# one ring to rule them all



## syongstar (Apr 25, 2003)

Let me know what you think of this;

http://www.geocities.com/songanie/ring.html


----------



## Idril (Apr 25, 2003)

hehe ha ha hehe ha ha hehe That's brilliant! I really liked that.


----------



## 33Peregrin (May 15, 2003)

That was really funny! I sent it to everyone I know.


----------



## Lady Aragorn (May 15, 2003)

that was great, and i don't like bush, so it was even better! 

Bush is Sauron, save the Shire!


----------



## Gandalf White (May 15, 2003)

Bush is Sauron, save the Shire! Lol! I've seen that before, but it's still funny!  




> _Originally posted by Lady Aragorn _
> *that was great, and i don't like bush, so it was even better!*




Just to let you know, there is a Guild of Politics where you can express statements like these. Or if you want, even more contradictory!   

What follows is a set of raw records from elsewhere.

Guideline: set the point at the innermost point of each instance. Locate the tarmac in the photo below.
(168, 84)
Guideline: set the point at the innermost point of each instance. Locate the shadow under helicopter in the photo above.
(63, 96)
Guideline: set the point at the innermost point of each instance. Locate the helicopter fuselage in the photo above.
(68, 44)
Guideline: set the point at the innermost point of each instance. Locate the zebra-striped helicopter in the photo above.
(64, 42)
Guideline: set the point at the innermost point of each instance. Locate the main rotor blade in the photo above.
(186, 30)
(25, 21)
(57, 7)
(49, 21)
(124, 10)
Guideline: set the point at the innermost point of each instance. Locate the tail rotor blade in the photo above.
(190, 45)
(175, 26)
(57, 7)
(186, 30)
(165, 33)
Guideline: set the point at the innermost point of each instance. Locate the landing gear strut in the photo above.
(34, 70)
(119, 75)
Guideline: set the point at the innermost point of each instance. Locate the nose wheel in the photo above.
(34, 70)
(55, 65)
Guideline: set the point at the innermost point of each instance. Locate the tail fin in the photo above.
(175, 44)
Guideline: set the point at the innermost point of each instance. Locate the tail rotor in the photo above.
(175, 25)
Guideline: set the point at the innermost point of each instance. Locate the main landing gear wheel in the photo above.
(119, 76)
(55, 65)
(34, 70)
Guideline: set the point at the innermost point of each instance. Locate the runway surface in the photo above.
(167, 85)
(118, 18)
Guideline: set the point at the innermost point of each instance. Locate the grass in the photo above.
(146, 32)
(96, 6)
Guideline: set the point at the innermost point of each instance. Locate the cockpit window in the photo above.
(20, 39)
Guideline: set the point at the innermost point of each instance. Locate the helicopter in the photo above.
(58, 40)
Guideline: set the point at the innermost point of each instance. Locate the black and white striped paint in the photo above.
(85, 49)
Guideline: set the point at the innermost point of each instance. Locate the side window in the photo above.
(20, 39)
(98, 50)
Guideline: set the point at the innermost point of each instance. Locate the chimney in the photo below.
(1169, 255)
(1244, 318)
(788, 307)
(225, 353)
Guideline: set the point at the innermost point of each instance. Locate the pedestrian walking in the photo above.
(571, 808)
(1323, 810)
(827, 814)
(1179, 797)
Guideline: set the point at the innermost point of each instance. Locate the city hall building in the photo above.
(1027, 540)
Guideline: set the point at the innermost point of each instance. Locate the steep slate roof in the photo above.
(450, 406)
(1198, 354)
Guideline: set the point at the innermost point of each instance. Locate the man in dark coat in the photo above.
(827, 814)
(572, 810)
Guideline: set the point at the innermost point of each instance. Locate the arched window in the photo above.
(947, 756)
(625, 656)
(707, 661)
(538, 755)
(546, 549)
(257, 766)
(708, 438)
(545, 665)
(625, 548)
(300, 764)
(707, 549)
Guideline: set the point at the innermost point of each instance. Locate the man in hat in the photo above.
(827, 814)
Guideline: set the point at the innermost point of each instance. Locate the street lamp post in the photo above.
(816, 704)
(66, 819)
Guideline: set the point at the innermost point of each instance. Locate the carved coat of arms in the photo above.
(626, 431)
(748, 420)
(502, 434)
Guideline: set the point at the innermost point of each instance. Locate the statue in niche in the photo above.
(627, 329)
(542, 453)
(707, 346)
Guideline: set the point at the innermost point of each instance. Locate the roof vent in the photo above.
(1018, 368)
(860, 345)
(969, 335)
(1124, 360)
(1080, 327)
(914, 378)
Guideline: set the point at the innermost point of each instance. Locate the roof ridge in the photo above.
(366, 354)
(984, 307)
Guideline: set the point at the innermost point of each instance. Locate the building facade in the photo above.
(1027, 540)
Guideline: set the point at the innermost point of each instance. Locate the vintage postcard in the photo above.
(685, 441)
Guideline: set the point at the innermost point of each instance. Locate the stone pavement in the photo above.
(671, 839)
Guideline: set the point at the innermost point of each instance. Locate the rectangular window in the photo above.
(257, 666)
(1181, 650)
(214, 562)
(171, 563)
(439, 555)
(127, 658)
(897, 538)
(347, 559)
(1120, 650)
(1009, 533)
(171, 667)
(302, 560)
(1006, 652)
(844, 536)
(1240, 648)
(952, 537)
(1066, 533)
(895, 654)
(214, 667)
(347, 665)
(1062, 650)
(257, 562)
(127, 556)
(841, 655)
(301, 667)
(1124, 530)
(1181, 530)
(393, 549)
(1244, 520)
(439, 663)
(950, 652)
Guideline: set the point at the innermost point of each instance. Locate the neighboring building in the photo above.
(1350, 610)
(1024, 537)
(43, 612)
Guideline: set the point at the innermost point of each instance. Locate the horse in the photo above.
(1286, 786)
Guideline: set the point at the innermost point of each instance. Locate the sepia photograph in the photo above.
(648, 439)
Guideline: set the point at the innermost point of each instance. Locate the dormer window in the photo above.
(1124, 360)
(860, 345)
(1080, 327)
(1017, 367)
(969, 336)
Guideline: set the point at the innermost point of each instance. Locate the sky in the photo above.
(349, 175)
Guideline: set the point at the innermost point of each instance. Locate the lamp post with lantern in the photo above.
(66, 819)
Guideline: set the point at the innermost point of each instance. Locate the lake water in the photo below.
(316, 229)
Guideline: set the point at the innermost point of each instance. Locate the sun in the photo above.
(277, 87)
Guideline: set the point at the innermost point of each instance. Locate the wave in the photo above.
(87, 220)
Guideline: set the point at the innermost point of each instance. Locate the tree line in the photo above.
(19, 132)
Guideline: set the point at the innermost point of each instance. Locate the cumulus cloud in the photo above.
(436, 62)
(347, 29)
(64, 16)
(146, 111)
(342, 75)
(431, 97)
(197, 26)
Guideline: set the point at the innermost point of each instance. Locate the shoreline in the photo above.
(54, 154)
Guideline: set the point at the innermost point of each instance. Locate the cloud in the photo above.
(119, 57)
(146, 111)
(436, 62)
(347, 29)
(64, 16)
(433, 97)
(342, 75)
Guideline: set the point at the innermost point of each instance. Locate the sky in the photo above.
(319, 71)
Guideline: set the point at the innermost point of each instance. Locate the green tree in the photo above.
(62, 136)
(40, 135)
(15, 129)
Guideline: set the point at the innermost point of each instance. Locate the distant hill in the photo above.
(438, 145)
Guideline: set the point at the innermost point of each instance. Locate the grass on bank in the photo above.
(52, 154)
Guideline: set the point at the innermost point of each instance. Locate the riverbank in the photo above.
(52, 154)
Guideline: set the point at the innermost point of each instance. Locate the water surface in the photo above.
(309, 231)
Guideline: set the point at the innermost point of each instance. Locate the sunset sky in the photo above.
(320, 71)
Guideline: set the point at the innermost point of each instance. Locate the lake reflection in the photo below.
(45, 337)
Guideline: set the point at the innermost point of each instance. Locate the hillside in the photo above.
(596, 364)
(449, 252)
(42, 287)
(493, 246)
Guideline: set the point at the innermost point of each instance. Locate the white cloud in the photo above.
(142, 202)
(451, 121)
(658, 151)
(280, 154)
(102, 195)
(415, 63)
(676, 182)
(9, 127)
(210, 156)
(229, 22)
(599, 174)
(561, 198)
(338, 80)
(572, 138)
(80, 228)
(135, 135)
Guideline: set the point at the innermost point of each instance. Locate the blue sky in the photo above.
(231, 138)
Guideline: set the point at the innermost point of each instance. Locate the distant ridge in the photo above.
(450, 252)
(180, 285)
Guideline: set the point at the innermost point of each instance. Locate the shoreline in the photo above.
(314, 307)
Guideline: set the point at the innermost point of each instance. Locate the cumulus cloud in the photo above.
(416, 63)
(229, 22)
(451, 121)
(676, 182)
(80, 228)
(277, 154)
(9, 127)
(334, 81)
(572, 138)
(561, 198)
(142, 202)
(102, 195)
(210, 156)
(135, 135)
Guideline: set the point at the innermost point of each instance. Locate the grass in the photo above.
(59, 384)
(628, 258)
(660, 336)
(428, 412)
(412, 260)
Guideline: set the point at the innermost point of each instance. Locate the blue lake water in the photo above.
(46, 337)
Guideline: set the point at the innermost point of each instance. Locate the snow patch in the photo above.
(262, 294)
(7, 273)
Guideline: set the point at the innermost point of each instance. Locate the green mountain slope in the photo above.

If you dislike Bush, how would it be great if he had the One Ring? Just a thought.....


----------



## syongstar (May 16, 2003)

*laugh although it's not funny,but scary*

I made that website to help me deal with the war in Iraq and the nuclear threat from Korea.............


----------



## BlackCaptain (May 24, 2003)

Haha... Even though I've seen that pic hundreds of times it's still hilarious


----------



## grendel (Feb 23, 2004)

*The Real Lord of the Rings?..*

Don't want to start any political fights here... but I thought this was riotous!


----------



## Niniel (Feb 24, 2004)

That is old....(see this thread http://www.thetolkienforum.com/showthread.php?t=11422&highlight=bush+ring). But it's still funny.


----------